The federal government suspended business with telecommunications giant MCI Worldcom yesterday after an investigation found that the company lacked internal controls and ethics.

MCI’s government contracts are valued at more than $1 billion a year and are the lifeline of the company’s faltering business, which is now in a New York bankruptcy court.

The decision was prompted by a scandal that broke out last month involving accusations that MCI had manipulated long-distance calls to avoid competitors’ access fees. Worldcom also was involved in a record-breaking $11 billion accounting scandal last year.

“It is important that all companies and individuals doing business with the federal government be ethical and responsible,” said Stephen Perry, administrator of the General Services Administration, which is in charge of choosing government contractors.

The Bush administration came under pressure from critics in Congress for continuing to do business with Worldcom, although it had quickly barred Enron, Arthur Andersen, and other companies implicated in equally massive scandals last year.

“The GSA has made the right decision in taking decisive action to protect the American taxpayers from doing business with a company that has demonstrated a flagrant lack of ethics,” said Senate Governmental Affairs Committee Chairman Susan Collins, Maine Republican, who had asked the administration last month to review Worldcom’s status.

“This decision reinforces a sound principle: to do business with the federal government, a company must uphold satisfactory ethical standards, not only with the government itself, but also in its business activities generally,” she said.

MCI said it will not challenge the decision.

“Today’s announcement will not affect MCI’s existing contracts with state and federal government customers who can continue to count on us to provide the industry’s best service and support,” MCI Chairman Michael Capellas said.

“We are in the process of rebuilding our ethics program, and understand that there is still more work to do.”

After WorldCom was driven into bankruptcy by the accounting scandal last year, it said it would adopt the name of its MCI long-distance division in a bid to clean up its image. But with the latest scandal, MCI’s name has become tainted as well.

A bankruptcy court is considering efforts by the company to emerge from Chapter 11 bankruptcy protection, but the decision yesterday appears likely to deal a blow to the company’s struggle to survive.

Worldcom, once among the fastest-growing and most aggressive players in the telecom and Internet boom, is accused of falsifying balance sheets to hide expenses and inflate earnings. Its collapse and bankruptcy wiped out up to $200 billion in shareholder wealth.

The latest scandal intensified this week when MCI’s competitors, including AT&T; Corp. and Verizon Communications Inc., accused it of routing long-distance calls through Canada to avoid paying local access charges. The Justice Department is investigating.

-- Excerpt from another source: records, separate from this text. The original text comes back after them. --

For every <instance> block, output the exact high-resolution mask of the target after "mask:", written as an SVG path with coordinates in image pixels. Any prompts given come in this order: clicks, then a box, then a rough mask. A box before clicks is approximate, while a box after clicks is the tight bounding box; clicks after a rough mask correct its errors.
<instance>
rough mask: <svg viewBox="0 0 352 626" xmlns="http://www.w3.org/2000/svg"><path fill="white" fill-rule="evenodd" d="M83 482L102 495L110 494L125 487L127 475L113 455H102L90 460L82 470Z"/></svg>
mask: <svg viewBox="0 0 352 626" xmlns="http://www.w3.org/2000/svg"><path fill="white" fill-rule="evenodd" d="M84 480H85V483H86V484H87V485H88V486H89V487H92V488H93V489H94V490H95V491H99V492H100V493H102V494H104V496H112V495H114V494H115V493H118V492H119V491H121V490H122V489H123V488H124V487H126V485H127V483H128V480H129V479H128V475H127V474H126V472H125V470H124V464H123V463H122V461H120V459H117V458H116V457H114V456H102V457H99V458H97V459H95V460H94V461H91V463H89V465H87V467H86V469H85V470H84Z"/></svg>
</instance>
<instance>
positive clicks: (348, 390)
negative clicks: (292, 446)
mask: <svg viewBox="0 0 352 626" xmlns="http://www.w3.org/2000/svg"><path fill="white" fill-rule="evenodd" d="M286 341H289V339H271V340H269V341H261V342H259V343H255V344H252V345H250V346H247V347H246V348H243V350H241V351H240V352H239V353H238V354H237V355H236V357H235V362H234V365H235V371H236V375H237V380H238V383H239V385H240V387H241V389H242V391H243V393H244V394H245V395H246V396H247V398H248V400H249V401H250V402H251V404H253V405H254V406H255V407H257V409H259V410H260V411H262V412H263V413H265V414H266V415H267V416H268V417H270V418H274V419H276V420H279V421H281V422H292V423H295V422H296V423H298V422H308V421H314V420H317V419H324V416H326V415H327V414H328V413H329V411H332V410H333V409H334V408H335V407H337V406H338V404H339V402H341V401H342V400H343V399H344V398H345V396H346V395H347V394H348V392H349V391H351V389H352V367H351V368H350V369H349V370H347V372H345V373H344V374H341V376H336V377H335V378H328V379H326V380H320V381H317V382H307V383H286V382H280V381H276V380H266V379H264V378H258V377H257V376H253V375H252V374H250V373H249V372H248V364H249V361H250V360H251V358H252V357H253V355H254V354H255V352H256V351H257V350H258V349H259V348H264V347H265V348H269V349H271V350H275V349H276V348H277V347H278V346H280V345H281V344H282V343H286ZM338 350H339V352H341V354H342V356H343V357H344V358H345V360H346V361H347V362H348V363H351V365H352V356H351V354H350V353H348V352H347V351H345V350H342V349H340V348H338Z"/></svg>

Critics and competitors say the government was too lenient with the company by continuing to award it work, while fashioning a $750 million securities-fraud settlement with Worldcom that appeared carefully designed to keep the huge contractor in business.

Worldcom provided extensive Internet services to sensitive federal agencies, including the departments of Defense, State and Veterans Affairs, the Social Security Administration and the Federal Deposit Insurance Corp. This spring it won an exclusive contract to build a wireless phone network in Iraq.

This article is based in part on wire service reports.